The routine (reflections on storage)

In the morning, when I turn on my laptop, my screen is a barrier. Then, I begin the routine. First, I open my mail…and a tiny fissure appears in the liquid crystal. *SPAM*, shit-loads of it, oozes forth… stock investments, penis enlargers and viagra misspelled in an infinite amount of ways. DELETE, DELETE, DELETE….I am that little boy with his finger in the dike trying to hold back the flood.

There are also messages of relevance; those are the worst. Here is where the guilt sets in. “Oh yes, I forgot to answer that…..” “what an interesting point, why didn’t I follow-up?…” “he always posts such excellent stuff, it’s a pity I didn’t have time to read it…” “Later, yes later”, that’s what I tell myself with the best of intentions. I download attachments to my folder thinking I’ll have time to read that paper soon. Embarrassingly, there are things in that folder dating from the mid-nineties. It’s the legacy of never doing clean installs. I’ve discovered you can digitally import guilt.
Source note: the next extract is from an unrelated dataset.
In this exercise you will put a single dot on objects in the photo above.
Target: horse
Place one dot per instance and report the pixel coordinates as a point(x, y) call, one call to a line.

And I wonder, does a “to-do” have an expiration date? Doesn’t it start to mold or eventually just get itself done! There’s got to be a shelf life on all that stuff? Folders, folders and more folders! (not to mention the folders within folders) The ever-expanding fissure grows, oozing all those things that should have been dealt with and tidied. But I haven’t emptied the trash, there’s no space in there anymore. You never know, there might be something I need.

Attempting flood management, I shoot out replies…. “I’m sorry for being so late in responding, but …[fill in the blank with about every excuse you can imagine]” These words should be the permanent default setting of all of my outgoing mail. Sometimes, I am so sorry, I practically suck! Piles and piles of unfinished business, and more just keeps pouring in. Over time, the flood has gathered its own tidal force. I’m not surfing; I’m drowning!

In search of distraction from the endless data deluge, I seek contact …yes, a little IRC… I yell, “I’m here and in need of a lifeboat!” Like those seventies soap ads I utter “Calgon take me away, take me away from all this guilt!” But no one is there, just a line of grey icons and small sleeping half moons.